When depositing WAV files for long-term archiving at CINES, as part of the standard Pangloss/CoCoON workflow, an integrity check is performed. To mention an anecdote: one time, I got a warning that a WAV file was corrupt. I had checked it aurally (listening to the first few seconds) and all was for the best... but when I looked at the waveform I saw that the WAV file was empty after 1 minute or so (out of a recording of about 7 minutes). Data corruption happened when using a file transfer system (126.com) to get the files to Séverine, the LACITO engineer.
The Persephone scenario is very different, obviously. The general idea is that it's good to check for possible issues early and often, rather than try to catch bugs down the line.
The general idea is that it's good to check for possible issues early and often, rather than try to catch bugs down the line.

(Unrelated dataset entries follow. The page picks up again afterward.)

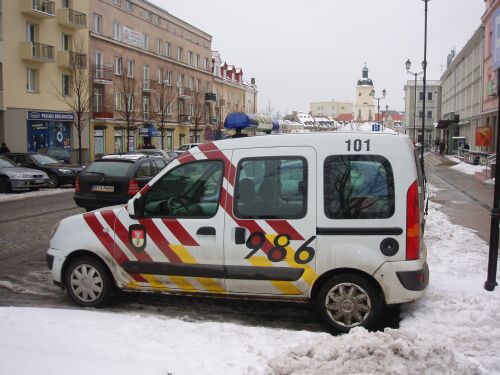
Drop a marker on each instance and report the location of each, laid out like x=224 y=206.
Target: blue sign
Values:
x=495 y=41
x=51 y=116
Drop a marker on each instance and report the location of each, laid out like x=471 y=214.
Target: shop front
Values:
x=49 y=130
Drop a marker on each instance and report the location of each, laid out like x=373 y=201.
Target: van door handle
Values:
x=206 y=231
x=239 y=236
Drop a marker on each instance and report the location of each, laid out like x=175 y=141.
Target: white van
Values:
x=335 y=218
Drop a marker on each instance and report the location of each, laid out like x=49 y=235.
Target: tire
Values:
x=5 y=186
x=346 y=301
x=53 y=181
x=88 y=282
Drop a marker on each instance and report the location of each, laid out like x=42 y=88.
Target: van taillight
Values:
x=133 y=187
x=412 y=222
x=77 y=184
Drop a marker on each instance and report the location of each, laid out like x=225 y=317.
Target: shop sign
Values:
x=51 y=116
x=132 y=37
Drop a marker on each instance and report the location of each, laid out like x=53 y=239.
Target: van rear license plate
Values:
x=103 y=189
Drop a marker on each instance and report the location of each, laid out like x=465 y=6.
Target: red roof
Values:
x=344 y=117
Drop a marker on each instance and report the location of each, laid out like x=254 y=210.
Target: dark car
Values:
x=59 y=173
x=15 y=178
x=114 y=179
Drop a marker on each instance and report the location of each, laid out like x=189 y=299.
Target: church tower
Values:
x=364 y=109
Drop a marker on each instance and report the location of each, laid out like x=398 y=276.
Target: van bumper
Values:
x=403 y=281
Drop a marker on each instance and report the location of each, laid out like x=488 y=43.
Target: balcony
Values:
x=37 y=52
x=102 y=116
x=71 y=18
x=103 y=74
x=210 y=97
x=69 y=59
x=184 y=119
x=38 y=8
x=184 y=92
x=146 y=86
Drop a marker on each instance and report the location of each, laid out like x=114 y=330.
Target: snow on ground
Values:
x=455 y=329
x=42 y=192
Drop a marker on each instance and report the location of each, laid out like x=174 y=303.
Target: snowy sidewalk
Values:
x=455 y=329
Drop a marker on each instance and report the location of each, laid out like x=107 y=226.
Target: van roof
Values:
x=307 y=139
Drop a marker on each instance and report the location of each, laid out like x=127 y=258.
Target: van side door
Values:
x=270 y=236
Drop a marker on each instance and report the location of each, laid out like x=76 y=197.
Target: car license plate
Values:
x=103 y=189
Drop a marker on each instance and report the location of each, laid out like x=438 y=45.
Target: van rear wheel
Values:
x=346 y=301
x=88 y=282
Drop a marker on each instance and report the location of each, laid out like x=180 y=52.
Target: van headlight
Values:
x=54 y=229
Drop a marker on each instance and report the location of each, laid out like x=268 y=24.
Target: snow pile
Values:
x=361 y=352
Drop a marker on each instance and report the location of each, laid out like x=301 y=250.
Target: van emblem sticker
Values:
x=137 y=237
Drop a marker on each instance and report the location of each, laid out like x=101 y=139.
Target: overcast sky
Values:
x=303 y=51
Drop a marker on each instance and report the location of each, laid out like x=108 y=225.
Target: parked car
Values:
x=155 y=152
x=59 y=173
x=114 y=179
x=14 y=178
x=63 y=155
x=187 y=146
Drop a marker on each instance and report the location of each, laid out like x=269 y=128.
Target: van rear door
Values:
x=270 y=235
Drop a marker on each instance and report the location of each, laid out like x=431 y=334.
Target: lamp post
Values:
x=408 y=66
x=378 y=100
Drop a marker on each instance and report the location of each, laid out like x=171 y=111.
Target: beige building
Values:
x=331 y=109
x=152 y=75
x=37 y=46
x=364 y=109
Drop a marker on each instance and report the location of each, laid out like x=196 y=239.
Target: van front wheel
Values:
x=346 y=301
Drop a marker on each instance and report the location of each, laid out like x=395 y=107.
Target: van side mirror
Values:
x=135 y=207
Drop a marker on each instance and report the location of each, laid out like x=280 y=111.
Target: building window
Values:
x=130 y=68
x=118 y=101
x=31 y=80
x=66 y=85
x=117 y=31
x=158 y=46
x=118 y=65
x=97 y=27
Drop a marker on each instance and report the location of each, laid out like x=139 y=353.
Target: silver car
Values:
x=13 y=177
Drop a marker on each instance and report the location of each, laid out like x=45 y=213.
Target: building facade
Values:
x=331 y=109
x=490 y=84
x=152 y=82
x=364 y=109
x=462 y=94
x=40 y=41
x=414 y=110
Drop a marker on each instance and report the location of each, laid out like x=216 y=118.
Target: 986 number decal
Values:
x=277 y=253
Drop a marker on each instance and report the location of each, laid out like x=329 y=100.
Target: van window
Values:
x=190 y=190
x=271 y=188
x=358 y=187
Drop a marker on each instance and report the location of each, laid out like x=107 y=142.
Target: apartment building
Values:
x=37 y=50
x=462 y=94
x=152 y=81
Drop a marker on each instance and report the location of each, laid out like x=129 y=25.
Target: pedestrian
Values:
x=441 y=148
x=4 y=148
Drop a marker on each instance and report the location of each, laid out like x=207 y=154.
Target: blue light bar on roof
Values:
x=248 y=121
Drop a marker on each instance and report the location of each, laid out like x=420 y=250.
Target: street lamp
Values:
x=408 y=66
x=378 y=100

Spoken like a wise software engineer!
I'd like to sort this out today, what exactly do we define as an empty wave file? There's the most basic case where the wave file has no audio frames at all, but is there anything else that will fall under the "empty" category?
That's essentially it. Another related consideration is that if there are less filterbank frames than there are transcription labels, CTC will break. (by default in Persephone, filterbank frame extraction strides at 10ms intervals in the original WAV) A similar test could be done to preclude putting such WAVs int the corpus, but its really dictated by the choice of filterbank parameters as well as the transcription label granularity. ie the same wav could be accepted or rejected depending on the feature extraction choice or what the transcriptions are, so probably that test should happen after filterbank extraction.
OK so it seems like the only easy test is to test that an audio file contains wave data and some frames, everything else can only be deemed to be valid later depending on the context in which it is being used.
Currently you can attempt to run an empty audio file from the model. A wave file can contain no actual audio and it might be good to handle this edge case.